To simplify it further, she despised him for being a shonen protagonist. So she set out to fix this, pushing her faithful servant to his death so as to assume his place as the center of the group. Bam’s comrades, unaware of what happened, swore to help her on her journey as a tribute to their fallen friend. Rachel claimed: “in your place, I will become a star.”

While Rachel’s bitterness and underhanded scheme to use Bam as a stepping stone earned her quite a bit of fan hatred after the finale, perhaps Tower of God’s strongest accomplishment in its last episodes is in challenging the audience to empathize with her, even if her actions are despicable. It’s the flip side of the reaction that we’ve seen from each of the main characters as they became familiar with Bam – but for the most part this has inspired people to protect him rather than hate him. Everyone has their own reaction to Bam’s compassion and optimism, and the way he reminds them why they’re climbing the Tower in the first place. As Shibisu put it, he’s jealous of that spark as well, but he wants to protect that, perhaps in order to reclaim the humanity he lost in the pursuit of power and riches: “…I don’t want him to lose what he’s got – I don’t want Bam to have what’s important taken from him.” Hoh was the first to succumb to jealousy, to see Bam’s kindness and ability as a threat rather than a potential ally. After all, the Tower is a funnel, offering a long process of eliminating those with the strength to dissent, and designed to prevent companionship.

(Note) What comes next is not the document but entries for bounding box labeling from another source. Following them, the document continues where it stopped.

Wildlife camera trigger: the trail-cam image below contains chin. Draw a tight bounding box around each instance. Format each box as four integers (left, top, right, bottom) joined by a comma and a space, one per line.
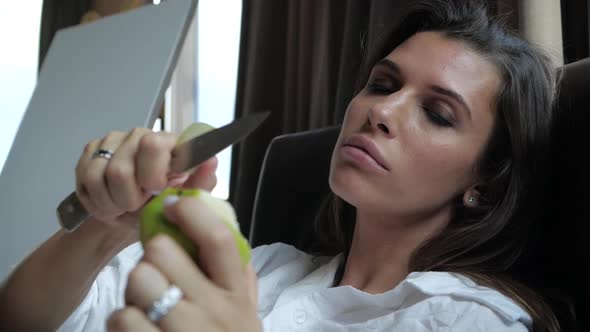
329, 168, 372, 208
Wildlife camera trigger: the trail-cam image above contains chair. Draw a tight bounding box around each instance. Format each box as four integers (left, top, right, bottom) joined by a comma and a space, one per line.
250, 58, 590, 331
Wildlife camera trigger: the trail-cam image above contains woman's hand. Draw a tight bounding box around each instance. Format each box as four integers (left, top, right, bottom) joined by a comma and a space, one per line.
76, 128, 217, 229
107, 197, 262, 332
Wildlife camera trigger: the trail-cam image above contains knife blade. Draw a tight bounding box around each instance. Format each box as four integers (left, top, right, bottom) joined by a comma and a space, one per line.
57, 111, 270, 232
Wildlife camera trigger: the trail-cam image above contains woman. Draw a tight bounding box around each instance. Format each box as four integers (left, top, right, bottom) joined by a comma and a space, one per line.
0, 1, 558, 331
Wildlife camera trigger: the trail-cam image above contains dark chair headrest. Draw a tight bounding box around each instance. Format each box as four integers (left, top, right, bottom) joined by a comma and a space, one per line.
250, 59, 590, 331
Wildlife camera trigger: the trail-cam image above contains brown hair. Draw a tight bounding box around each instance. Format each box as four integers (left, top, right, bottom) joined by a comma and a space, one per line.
315, 0, 559, 331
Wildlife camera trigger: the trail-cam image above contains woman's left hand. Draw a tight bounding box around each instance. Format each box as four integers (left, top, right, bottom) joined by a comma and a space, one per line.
107, 197, 262, 332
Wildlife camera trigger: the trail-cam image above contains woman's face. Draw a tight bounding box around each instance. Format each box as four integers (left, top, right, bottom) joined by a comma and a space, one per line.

It’s not as simple as Rachel being “evil.” If anything, her response is extremely and fallibly human. That the show (and by extension the manwha) doesn’t fully condemn her and seeks to empathize with why she does this is to its credit, emphasizing that this is how the promise of the Tower works: to pit its lower denizens against each other, perhaps so that the ruling order can prevail. Khun recognized this, and so he supports Bam’s idealism and resistance to competitive jealousy. All of this builds to the pivotal moment of Bam being pushed off the tower, a genuine shock both to the viewer and an inversion of what, at first, seemed like the show’s central mission.

Bam survives, but not without confusion and heartache. With the assistance of an official of the tower, he recovers, presumably because he and Rachel have specific parts to play in the continuing story. The show’s empathy towards Rachel as well its meta-angle of Rachel wanting to literally replace Bam as the main character is fascinating, and raises the question of just how much Tower of God will reconfigure its own narrative and continue to remix the well-worn fantasy tropes that it initially seemed to be simply imitating. The final episode recontextualizes the entire season, rearranging the pieces for what will seem to be a very different game from here on out. Its final twist is that this was simply the prologue and the setup for a more complicated conflict, as a split-second flash forward shows what is presumably a more mature Bam. Welcome to the Tower of God.